TL;DR — cgroups v2 replaces the fragmented v1 tree with a single, unified hierarchy, giving you deterministic CPU, memory, and I/O limits. By mapping the hierarchy to systemd slices or Kubernetes QoS classes and using the new io.max and cpu.max interfaces, you can enforce production‑grade isolation without rewriting your application code.
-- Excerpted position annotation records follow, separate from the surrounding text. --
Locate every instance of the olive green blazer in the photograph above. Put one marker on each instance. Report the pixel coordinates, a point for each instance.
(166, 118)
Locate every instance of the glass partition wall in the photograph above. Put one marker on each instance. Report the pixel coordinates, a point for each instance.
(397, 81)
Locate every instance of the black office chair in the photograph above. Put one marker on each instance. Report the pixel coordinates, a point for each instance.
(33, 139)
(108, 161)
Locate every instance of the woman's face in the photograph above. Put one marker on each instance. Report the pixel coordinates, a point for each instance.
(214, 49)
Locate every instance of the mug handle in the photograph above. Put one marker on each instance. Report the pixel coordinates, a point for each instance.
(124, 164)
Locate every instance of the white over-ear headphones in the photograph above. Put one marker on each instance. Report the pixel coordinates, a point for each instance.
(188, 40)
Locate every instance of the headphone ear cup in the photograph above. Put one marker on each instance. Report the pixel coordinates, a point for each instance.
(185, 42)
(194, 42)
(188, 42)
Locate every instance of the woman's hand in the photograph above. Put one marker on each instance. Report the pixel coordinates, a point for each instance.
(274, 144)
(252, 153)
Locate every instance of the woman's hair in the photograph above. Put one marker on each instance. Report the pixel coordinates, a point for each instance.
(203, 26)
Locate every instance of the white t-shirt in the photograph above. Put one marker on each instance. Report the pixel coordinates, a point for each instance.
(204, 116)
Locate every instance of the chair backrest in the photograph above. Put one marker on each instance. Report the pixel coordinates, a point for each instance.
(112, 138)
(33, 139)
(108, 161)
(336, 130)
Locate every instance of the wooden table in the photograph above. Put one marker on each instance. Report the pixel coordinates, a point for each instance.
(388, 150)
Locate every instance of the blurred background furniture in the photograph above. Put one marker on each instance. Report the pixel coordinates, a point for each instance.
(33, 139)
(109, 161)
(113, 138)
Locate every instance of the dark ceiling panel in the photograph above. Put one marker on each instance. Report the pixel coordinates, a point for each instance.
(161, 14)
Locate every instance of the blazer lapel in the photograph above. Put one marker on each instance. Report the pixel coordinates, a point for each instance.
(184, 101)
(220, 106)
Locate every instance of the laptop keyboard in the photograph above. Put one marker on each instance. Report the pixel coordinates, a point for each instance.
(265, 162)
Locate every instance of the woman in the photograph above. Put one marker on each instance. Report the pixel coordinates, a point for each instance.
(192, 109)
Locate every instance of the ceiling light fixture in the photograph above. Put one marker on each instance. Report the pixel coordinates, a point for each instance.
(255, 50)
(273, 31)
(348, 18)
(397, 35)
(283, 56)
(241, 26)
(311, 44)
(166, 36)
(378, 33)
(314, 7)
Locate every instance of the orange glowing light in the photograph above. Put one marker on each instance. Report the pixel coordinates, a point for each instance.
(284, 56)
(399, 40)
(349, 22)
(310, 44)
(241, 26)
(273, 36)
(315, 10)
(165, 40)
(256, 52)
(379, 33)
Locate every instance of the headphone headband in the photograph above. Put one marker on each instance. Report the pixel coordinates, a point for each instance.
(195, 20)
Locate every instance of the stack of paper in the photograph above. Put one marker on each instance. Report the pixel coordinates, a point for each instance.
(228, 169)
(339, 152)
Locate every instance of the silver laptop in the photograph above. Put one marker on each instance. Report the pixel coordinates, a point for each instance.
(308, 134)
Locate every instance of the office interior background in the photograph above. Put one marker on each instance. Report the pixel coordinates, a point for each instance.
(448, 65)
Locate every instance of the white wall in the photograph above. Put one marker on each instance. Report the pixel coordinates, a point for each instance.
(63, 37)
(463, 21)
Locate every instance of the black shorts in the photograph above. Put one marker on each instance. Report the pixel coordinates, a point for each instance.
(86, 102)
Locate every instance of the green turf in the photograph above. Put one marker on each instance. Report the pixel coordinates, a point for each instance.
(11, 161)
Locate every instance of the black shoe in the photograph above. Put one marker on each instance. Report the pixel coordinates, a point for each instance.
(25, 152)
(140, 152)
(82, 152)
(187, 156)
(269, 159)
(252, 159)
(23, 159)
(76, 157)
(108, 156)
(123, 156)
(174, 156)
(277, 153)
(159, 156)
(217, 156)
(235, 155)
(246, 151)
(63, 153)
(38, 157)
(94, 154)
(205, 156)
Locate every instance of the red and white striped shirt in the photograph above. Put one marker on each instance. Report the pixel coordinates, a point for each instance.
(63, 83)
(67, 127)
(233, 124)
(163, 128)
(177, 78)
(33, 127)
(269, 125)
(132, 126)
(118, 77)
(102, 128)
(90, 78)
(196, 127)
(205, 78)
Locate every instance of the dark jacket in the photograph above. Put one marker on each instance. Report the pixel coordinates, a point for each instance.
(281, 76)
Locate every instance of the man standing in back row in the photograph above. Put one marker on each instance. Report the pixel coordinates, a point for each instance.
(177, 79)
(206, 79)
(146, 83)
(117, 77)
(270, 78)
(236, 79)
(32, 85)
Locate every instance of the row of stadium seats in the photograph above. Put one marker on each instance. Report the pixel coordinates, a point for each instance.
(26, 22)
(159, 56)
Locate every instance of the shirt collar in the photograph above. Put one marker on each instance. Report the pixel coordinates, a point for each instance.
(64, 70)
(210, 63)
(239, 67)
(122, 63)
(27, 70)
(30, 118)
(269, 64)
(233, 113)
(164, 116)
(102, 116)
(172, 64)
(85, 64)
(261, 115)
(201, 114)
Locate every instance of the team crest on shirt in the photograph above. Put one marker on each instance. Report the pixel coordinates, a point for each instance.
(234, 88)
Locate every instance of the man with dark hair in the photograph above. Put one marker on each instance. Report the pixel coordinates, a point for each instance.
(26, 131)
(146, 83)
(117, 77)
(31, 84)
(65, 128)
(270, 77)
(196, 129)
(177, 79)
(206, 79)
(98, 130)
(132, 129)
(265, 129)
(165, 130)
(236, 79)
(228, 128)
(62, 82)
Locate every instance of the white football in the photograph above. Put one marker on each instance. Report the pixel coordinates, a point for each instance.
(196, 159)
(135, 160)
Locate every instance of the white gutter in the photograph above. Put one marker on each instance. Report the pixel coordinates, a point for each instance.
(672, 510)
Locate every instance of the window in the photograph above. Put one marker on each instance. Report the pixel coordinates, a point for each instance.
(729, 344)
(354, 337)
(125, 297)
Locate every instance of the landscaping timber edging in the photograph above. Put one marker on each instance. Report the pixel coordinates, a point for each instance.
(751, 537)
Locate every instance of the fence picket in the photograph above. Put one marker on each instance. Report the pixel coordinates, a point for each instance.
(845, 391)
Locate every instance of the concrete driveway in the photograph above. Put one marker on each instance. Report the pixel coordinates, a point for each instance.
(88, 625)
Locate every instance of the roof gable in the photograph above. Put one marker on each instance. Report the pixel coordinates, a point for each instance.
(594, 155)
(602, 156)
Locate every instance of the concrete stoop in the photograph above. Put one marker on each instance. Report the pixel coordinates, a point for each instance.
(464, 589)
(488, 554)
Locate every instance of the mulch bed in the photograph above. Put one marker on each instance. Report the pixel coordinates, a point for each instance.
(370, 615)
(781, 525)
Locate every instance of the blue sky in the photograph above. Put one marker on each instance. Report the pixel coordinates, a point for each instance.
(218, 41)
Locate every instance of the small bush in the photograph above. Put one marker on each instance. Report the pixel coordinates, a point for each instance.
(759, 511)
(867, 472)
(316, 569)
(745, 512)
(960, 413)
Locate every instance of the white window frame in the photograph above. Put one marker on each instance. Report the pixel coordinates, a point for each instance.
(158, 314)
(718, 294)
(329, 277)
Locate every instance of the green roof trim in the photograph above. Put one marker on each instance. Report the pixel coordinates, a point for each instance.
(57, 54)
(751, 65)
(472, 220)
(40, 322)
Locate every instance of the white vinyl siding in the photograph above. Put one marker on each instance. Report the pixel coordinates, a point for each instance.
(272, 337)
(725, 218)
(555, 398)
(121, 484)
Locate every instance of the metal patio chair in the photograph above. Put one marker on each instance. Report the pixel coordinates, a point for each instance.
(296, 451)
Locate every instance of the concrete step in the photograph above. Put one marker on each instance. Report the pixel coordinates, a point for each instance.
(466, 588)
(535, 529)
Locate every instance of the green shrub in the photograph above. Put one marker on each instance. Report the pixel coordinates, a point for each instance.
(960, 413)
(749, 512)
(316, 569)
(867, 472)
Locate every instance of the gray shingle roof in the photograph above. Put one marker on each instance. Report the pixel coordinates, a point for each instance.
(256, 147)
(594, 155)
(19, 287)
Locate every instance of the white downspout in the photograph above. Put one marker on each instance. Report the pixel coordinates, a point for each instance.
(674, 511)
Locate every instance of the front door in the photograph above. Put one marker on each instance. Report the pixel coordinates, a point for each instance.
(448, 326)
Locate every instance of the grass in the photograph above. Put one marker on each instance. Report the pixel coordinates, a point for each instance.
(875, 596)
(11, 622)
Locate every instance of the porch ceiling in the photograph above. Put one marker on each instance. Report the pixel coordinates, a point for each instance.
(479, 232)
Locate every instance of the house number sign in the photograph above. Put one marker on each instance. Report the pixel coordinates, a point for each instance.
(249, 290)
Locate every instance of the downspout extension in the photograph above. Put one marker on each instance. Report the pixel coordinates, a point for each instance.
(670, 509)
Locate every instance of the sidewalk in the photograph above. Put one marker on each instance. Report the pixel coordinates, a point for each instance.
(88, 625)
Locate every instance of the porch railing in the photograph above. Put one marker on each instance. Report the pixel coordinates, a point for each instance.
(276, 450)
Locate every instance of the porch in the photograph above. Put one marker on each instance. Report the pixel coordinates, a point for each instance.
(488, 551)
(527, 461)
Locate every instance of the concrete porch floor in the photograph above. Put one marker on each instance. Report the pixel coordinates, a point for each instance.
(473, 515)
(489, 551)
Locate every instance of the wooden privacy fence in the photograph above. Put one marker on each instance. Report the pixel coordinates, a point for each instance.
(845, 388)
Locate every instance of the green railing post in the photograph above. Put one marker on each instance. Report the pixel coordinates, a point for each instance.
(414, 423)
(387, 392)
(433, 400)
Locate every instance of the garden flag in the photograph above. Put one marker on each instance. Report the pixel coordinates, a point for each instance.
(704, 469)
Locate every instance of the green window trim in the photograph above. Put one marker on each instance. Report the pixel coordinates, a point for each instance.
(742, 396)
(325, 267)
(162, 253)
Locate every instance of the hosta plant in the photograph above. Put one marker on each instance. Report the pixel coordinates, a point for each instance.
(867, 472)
Resource isolation is the backbone of any multi‑tenant service platform. While cgroups v1 gave us the building blocks, its split‑controller model made large‑scale tuning brittle. This post walks you through the architectural shift to cgroups v2, shows how to wire it into systemd and Kubernetes, and provides ready‑to‑run snippets that turn theory into production‑ready performance controls.

Why cgroups v2 Matters

  1. Unified hierarchy – All controllers live under a single tree, eliminating the “controller‑specific mount” confusion that caused silent policy drift.
  2. Simplified semanticscpu.max, memory.max, and io.max replace the myriad of “weight”, “quota”, and “limit” files with a clear “max‑resource / period” syntax.
  3. Better accounting – Hierarchical accounting is now default; child groups inherit limits unless explicitly overridden, which matches the expectations of most orchestration platforms.
  4. Future‑proof – New controllers (e.g., pids, cgroup.clone_children) are added without changing the mount layout, reducing upgrade friction.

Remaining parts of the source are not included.